Chi mi segue sa quanto impegno è stato necessario per arrivare a redigere una norma dedicata all’assistenza ai disabili gravi che restano privi del sostegno dei familiari. Molto lavoro, da parte della commissioni Affari sociali di cui faccio parte e, purtroppo, anche molta sofferenza da parte dei genitori dei disabili che attendono da anni un provvedimento in grado di predisporre una prospettiva di vita il più possibile autonoma per i loro figli. Questi novanta milioni non sono tanti, ma sono la dimostrazione chiara che l’handicap, dopo anni in cui i governi hanno ignorato o finto di ignorare l’argomento, è uscito dall’ombra, e che oggi è finalmente chiaro che anche per la disabilità quello che serve sono i soldi e non le chiacchiere.
Per la prima volta nella storia c’è un capitolo di bilancio con 90 milioni dedicato a una legge sul Dopo di noi.

Non è necessario cercare troppo a lungo nel passato per ricordare le carrozzine in piazza e le manifestazioni organizzate per reclamare le risorse necessarie a esercitare diritti fondamentali che, a volte, quando si parla di disabilità, vengono, stranamente, messi da parte.

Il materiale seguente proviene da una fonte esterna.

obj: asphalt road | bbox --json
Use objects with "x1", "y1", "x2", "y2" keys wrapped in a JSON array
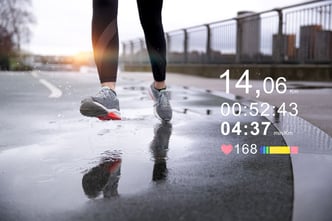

Tutti i governi Berlusconi non hanno messo un euro sulla disabilità: per questo i passi compiuti da questo governo si possono considerare una piccola rivoluzione.
Pur essendo sempre dalla parte delle minoranze, oggi sono orgogliosa di essere nel Pd di Renzi. Perché la politica si fa con i fatti e 90 milioni di euro per quest’anno sul Dopo di noi sono fatti.
Certo, il cammino da fare è ancora lungo, affinché tutte le barriere architettoniche e culturali in questo paese possano cadere: ma il buongiorno si vede anche dal mattino e le risorse per questa legge rappresentano senza dubbio un risveglio luminoso per tante famiglie che vivono in difficoltà e per le coscienze di tutti noi.